А президента Украины Петра Порошенко полоскали, что называется, по полной программе. Но в сам день Генассамблеи и накануне как-то попытались соблюдать толерантность. Понятно было, что выжидательная позиция — основная, и все зависит от результатов переговоров. О том, что украинская делегация во время речи Путина вышла из зала, мы услышали только потом, потому что об этом не говорили.

— Владимир Путин в своей речи на Генассамблее очень много говорил об угрозе международного терроризма и о войне в Сирии, и о том, что делать с режимом Башара Асада. В среду Совет Федерации России дал президенту согласие на использование вооруженных сил РФ в сирийском конфликте. За последние дни какой процент сирийская тема занимала во всех телепрограммах? И насколько зритель понимает, о чем, собственно, идет речь?

— У нас главный формат — истерика, и в формате истерики никаких серьезных вещей обсуждаться не может. Я думаю, российские потребители информации государственных телеканалов вообще не понимают, что происходит в Сирии, никто не понимает, почему дано разрешение Совета Федерации, почему мы должны туда посылать войска, почему мы должны ввязываться в другую войну.

Тем не менее, в последние дни, и особенно опять же в день Генассамблеи, на наших каналах, во всех этих бесконечных ток-шоу, истерических, нарисовались какие-то «сирийские журналисты», которых прежде я их не видела и которые все время славят Путина.
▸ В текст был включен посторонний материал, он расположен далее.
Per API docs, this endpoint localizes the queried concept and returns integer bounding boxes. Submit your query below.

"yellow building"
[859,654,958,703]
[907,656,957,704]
Они все время в жанре молитвы просто обращаются к нему «Владимир Владимирович, помогите, спасите!» Ясно, что Россия ввязывается в войну, и никто не объяснил, почему, зачем, что и как. Зато нам сегодня радостно об этом факте сообщают, и при этом каждое движение американской администрации тут же трактуют в нашу пользу. Я видела уже в 20-й раз выступление госсекретаря США Джона Керри, который говорит «Асада не будем трогать, нужен какой-то переходный период» — и это подается как гигантская победа нашей дипломатии, во-вторых. А во-первых — конечно, как триумф Владимира Владимировича Путина, — отмечает телекритик Слава Тарощина.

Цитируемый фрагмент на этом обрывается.